映画館の中売りが売って歩いたのは、正にその黄色で、牛乳も何も入っていない、名前も、アイスクリンだった。
アイスクリームよりも、もうちょっと安いのが、ミルクセーキ。
これはたいていの氷屋に、一種の運動機具のごとき機械があってこれも手廻しで、註文に応じて、つくった。
アイスクリームも、ミルクセーキも、その名は、そのまま今も残っているが、味は全く違ったものになった。昔のは、もっと原始的な味だったが、素朴でよかった。
硝子ガラスの玉をつないだ、氷屋ののれんも、今はあんまり見られなくなったが、昔は、氷屋ののれんから夏が来たものだった。
大阪の氷屋と東京のと、どう違うか?
東京では、コップの底に、タネモノ(シロップなり小豆なり)を入れて、その上へ、氷をかいて積み上げる。
大阪では、(小豆なんかは、やっぱり底にあったかな?)氷をかいて山にして、その上からシロップをかける。
見た目は、赤や青で美しいが、私たちは、やっぱり東京流がいい。
大阪といえば、ミルキンというのがあるのを御存知かしら。ミルキンとは、ミルク金時の略。金時とは、東京でいう氷小豆だ。その氷小豆の上から、ミルク(牛乳のところもあるが、コンデンスミルクを溶いたものが多い)を、ジャブジャブと、かけたもの。

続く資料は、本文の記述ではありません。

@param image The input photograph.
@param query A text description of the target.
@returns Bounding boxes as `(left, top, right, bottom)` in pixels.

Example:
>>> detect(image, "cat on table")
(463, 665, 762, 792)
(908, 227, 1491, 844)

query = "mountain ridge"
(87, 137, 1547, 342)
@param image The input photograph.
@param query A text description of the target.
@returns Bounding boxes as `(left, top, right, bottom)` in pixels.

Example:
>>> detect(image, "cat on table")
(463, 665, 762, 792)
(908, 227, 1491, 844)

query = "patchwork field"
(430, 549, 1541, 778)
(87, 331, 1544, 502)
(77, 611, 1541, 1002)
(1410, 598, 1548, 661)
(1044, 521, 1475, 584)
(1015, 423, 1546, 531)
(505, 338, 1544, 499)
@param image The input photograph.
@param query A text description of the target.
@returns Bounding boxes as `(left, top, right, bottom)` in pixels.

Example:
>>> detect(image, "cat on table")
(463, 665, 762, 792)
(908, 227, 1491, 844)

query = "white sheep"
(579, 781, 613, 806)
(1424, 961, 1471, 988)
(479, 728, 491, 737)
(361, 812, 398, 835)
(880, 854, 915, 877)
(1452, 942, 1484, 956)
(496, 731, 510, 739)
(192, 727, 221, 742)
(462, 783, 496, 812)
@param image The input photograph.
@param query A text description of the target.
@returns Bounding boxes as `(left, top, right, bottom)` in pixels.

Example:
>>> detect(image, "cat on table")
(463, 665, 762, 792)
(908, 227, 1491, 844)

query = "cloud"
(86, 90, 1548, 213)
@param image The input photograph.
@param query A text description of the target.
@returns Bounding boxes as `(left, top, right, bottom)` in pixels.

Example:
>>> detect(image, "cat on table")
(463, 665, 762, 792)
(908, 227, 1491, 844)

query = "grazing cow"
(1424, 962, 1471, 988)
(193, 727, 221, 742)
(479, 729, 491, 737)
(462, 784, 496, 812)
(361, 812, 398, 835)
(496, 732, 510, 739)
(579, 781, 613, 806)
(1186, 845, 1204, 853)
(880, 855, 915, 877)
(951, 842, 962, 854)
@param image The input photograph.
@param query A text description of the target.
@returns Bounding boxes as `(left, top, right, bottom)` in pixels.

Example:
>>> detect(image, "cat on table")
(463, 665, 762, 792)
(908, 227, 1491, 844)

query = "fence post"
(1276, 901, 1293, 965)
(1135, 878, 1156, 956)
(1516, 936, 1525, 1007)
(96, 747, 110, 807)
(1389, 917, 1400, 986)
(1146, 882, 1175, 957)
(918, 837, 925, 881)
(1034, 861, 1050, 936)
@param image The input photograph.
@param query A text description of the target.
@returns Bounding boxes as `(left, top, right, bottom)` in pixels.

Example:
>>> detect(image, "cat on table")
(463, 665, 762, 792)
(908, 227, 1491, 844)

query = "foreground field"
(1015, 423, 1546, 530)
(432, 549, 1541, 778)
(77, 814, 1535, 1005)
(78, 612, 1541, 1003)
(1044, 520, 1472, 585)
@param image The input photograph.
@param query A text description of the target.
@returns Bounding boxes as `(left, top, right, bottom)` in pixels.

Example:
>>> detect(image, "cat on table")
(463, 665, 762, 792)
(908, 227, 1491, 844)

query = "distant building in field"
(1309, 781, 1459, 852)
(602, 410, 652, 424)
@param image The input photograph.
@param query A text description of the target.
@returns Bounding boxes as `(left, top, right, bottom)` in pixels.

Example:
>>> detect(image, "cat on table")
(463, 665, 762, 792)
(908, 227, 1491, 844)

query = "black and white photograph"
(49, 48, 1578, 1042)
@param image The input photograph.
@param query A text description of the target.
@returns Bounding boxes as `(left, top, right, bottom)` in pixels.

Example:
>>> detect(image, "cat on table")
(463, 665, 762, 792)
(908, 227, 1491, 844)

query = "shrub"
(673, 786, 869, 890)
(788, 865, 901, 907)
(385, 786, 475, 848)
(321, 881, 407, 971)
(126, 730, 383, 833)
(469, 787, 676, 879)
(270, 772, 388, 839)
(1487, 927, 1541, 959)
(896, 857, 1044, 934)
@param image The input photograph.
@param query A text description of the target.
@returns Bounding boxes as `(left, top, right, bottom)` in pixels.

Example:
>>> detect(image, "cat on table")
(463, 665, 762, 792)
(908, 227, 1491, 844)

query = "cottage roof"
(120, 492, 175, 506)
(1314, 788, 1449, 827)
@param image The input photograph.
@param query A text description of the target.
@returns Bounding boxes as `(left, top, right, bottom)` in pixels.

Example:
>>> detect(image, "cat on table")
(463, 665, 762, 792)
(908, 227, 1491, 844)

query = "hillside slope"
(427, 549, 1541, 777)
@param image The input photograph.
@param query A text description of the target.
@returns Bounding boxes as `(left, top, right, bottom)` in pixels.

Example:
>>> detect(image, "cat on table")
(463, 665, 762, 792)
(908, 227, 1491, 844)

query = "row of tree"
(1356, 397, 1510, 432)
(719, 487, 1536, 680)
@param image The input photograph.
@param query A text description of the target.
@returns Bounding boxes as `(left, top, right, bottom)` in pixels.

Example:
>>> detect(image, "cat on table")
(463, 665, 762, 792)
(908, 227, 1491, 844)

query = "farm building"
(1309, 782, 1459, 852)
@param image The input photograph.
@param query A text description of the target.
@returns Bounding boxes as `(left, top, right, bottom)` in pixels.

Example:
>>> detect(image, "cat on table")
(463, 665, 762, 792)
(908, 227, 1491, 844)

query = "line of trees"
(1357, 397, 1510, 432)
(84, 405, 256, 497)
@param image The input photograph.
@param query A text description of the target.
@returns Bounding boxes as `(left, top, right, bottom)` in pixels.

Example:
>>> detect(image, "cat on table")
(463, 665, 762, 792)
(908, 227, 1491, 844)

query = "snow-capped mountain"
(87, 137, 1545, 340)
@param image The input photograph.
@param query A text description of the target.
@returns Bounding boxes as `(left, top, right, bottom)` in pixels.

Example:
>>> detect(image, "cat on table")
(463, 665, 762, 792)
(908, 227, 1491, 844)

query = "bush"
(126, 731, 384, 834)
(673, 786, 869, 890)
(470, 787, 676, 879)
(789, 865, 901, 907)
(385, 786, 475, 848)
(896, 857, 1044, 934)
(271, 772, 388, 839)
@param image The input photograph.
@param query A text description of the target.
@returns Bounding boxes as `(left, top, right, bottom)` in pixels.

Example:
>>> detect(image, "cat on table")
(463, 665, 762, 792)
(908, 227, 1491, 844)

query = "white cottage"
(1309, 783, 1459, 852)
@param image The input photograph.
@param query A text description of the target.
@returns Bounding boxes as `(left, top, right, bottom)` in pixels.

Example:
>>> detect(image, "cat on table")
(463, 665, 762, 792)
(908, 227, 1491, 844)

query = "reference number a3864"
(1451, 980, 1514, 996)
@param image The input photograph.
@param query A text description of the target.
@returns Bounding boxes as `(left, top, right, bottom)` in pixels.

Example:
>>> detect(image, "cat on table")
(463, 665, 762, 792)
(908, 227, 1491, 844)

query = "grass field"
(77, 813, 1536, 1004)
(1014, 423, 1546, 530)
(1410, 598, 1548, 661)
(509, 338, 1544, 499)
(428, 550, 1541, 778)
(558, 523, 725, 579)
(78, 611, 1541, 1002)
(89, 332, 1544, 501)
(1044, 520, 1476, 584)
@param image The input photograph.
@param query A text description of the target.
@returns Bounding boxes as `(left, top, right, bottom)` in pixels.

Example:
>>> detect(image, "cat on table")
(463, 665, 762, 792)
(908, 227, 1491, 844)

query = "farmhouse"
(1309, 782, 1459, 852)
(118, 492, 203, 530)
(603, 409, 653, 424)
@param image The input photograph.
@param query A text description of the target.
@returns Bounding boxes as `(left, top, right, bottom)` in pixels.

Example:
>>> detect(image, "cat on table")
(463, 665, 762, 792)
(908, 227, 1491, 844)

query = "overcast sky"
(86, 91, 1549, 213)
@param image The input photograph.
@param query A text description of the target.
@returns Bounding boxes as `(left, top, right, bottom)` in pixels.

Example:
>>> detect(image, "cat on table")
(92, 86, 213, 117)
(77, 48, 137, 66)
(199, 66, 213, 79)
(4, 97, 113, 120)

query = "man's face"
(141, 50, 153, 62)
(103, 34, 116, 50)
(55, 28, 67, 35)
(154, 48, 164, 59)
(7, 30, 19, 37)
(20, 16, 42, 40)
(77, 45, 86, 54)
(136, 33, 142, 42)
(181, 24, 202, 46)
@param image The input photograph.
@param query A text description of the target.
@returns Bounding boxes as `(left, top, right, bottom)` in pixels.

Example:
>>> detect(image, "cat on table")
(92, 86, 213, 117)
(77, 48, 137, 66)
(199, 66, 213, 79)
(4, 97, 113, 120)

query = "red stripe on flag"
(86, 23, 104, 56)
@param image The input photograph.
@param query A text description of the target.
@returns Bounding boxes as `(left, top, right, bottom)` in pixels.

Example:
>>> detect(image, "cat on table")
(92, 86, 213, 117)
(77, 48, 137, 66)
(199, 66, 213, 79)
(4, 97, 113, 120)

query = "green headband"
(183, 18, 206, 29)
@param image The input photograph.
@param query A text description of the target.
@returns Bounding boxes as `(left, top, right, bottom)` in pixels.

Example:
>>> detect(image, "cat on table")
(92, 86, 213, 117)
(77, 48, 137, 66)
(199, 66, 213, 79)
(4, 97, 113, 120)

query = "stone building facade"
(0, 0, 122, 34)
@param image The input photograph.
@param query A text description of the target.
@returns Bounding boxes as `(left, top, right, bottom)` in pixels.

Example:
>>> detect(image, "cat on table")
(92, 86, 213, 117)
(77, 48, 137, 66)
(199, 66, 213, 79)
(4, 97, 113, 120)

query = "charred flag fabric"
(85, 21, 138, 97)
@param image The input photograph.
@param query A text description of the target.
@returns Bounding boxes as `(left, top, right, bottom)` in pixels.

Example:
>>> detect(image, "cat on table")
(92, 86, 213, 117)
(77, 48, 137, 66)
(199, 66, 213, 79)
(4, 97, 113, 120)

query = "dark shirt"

こいつは、くどいだろうと思ったが、ちょっと試みると、確かにくどいけれど、うまい。
でも、お代りしたら、きっと腹を下すだろうと思った。が、意地きたなしの僕は、お代りをした。そして、予想通り腹下しをした。
大阪の氷屋に、「すいと」と書いてあった。
「すいと」とは何だろう。すいとんのことでもなさそうだしーーと、きいてみたら、ところてんだった。
古川 緑波(1903年-1961年)
東京都生まれ。雑誌「映画時代」の記者であったが、菊池寛の勧めで役者に転じる。のちに東宝に引き抜かれ、1935年には「ロッパ一座」を結成し、「ガラマサどん」で人気を博す。哀愁漂う爆笑劇を次々に発表したことから「丸の内の笑王」と呼ばれ、第二次世界大戦末期に全盛を誇った。